TensorRT will guanturee that IPluginV2IOExt::initialize and IPluginV2IOExt::terminate are invoked in pairs for resource allocation and deallocation. In this sample, the overridden method UffPoolPluginV2::initialize creates the required cuDNN handle and sets up tensor descriptors.

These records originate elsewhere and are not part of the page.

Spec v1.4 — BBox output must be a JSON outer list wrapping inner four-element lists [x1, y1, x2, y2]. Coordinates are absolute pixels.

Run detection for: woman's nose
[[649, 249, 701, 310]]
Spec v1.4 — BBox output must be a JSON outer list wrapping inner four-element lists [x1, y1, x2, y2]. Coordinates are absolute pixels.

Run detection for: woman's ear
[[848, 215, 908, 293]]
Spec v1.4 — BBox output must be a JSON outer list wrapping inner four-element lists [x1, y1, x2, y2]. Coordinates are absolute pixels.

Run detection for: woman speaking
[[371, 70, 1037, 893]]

Conversely, UffPoolPluginV2::terminate destroys the handle and tensor descriptors.

    int UffPoolPluginV2::initialize()
    {
        CHECK(cudnnCreate(&mCudnn));
        CHECK(cudnnCreateTensorDescriptor(&mSrcDescriptor));
        CHECK(cudnnCreateTensorDescriptor(&mDstDescriptor));
        CHECK(cudnnCreatePoolingDescriptor(&mPoolingDesc));
        CHECK(cudnnSetPooling2dDescriptor(mPoolingDesc, mMode, CUDNN_NOT_PROPAGATE_NAN, mPoolingParams.mR,
            mPoolingParams.mS, mPoolingParams.pH, mPoolingParams.pW, mPoolingParams.mU, mPoolingParams.mV));
        return 0;
    }

    void UffPoolPluginV2::terminate()
    {
        CHECK(cudnnDestroyTensorDescriptor(mSrcDescriptor));
        CHECK(cudnnDestroyTensorDescriptor(mDstDescriptor));
        CHECK(cudnnDestroyPoolingDescriptor(mPoolingDesc));
        CHECK(cudnnDestroy(mCudnn));
    }

The plugin object created in the sample is cloned by each of the network, builder, and engine by calling the IPluginV2IOExt::clone method which calls the plugin constructor and can also clone plugin parameters, if necessary.

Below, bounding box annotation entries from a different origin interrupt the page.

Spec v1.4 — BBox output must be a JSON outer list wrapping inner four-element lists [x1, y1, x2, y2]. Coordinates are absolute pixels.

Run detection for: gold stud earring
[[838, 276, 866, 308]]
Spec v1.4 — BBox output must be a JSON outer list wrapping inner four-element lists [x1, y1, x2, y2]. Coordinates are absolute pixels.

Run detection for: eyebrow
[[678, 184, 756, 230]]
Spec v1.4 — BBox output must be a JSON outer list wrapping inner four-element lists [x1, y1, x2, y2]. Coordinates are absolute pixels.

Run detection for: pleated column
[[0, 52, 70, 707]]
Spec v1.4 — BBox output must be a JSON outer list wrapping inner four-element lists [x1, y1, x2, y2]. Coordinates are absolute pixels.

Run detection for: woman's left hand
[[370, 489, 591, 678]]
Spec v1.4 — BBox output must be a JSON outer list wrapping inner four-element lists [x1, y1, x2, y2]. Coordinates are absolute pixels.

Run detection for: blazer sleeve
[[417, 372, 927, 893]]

    IPluginV2Ext* UffPoolPluginV2::clone() const
    {
        auto* plugin = new UffPoolPluginV2(*this);
        return plugin;
    }

The cloned plugin objects are deleted when the network, builder, and engine are destroyed. This is done by invoking the IPluginV2IOExt::destroy method. The plugin object created by UffPoolPluginV2Creator::createPlugin is also destroyed by calling this method when the engine is destroyed.

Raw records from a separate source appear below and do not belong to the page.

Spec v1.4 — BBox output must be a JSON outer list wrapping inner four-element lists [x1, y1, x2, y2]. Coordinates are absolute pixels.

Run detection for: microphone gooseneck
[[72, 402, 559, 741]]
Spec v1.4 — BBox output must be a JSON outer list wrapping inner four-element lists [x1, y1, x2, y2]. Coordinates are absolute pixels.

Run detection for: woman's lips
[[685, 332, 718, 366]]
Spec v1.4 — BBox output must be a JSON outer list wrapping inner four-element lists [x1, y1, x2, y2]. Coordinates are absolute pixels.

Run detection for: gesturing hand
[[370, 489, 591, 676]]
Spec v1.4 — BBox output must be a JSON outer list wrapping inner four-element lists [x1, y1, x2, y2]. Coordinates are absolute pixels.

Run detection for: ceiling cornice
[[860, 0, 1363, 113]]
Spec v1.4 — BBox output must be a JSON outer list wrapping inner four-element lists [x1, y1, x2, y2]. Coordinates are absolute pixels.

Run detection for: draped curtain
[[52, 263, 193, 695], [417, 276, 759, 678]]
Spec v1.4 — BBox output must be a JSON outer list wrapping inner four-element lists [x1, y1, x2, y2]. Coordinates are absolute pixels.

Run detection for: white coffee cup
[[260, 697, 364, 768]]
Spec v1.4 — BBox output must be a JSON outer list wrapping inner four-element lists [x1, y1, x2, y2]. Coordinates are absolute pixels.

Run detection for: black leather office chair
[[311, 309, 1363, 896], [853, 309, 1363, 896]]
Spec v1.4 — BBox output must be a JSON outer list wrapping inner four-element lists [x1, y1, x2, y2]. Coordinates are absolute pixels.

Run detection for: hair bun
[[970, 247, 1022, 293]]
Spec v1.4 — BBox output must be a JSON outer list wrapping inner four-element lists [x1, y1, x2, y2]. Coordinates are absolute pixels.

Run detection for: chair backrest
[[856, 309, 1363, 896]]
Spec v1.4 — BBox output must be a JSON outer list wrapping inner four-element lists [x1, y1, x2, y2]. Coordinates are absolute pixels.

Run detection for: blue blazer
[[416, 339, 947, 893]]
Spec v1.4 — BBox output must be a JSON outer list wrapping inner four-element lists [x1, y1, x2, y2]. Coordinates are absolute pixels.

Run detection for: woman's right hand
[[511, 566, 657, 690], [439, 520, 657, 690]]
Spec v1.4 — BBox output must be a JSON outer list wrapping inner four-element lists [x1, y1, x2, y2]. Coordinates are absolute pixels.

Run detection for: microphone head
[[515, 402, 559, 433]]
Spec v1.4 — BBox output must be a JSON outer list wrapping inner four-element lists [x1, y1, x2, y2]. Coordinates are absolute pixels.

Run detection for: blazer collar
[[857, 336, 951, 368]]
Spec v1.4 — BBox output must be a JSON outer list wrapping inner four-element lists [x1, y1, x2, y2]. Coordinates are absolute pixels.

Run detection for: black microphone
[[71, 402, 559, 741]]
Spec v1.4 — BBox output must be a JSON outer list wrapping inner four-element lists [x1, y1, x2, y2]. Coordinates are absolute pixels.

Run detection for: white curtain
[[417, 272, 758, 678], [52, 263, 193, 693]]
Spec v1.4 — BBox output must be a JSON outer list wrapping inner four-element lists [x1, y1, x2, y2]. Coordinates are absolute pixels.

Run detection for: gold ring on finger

    void destroy() override
    {
        delete this;
    }

Running the sample

  1. Compile this sample by running make in the <TensorRT root directory>/samples/sampleUffPluginV2Ext directory. The binary named sample_uff_plugin_v2_ext will be created in the <TensorRT root directory>/bin directory.
    cd <TensorRT root directory>/samples/sampleUffPluginV2Ext
    make

Where <TensorRT root directory> is where you installed TensorRT.

  1. Run inference on the digit looping from 0 to 9:
    ./sample_uff_plugin_v2_ext
  1. Verify that all the 10 digits match properly. If the sample runs successfully you should see output similar to the following.
    &&&& RUNNING TensorRT.sample_uff_plugin_v2_ext # ./sample_uff_plugin_v2_ext
    [I] ../../../../../data/samples/mnist/lenet5_custom_pool.uff
    [I] [TRT] Detected 1 input and 1 output network tensors.
    [I] Input:
    ... (omitted messages)
    [I] Average over 10 runs is 0.10516 ms.
    &&&& PASSED TensorRT.sample_uff_plugin_v2_ext # ./sample_uff_plugin_v2_ext

This output shows that the sample ran successfully; PASSED.

Sample --help options

To see the full list of available options and their descriptions, use the -h or --help command line option.

    ./sample_uff_plugin_v2_ext --help
    Usage: ./sample_uff_plugin_v2_ext [-h or --help] [-d or --datadir=<path to data directory>] [--useDLACore=<int>]
    --help Display help information
    --datadir Specify path to a data directory, overriding the default. This option can be used multiple times to add multiple
    directories. If no data directories are given, the default is to use (data/samples/mnist/, data/mnist/)
    --useDLACore=N Specify a DLA engine for layers that support DLA. Value can range from 0 to n-1, where n is the number of DLA
    engines on the platform.
    --int8 Run in Int8 mode.
    --fp16 Run in FP16 mode.

Additional resources

The following resources provide a deeper understanding of sampleUffPluginV2Ext:

Models

Documentation

License

For terms and conditions for use, reproduction, and distribution, see the TensorRT Software License Agreement documentation.

Changelog

June 2019 This is the initial open source release for this sample.

Known issues

There are no known issues in this sample.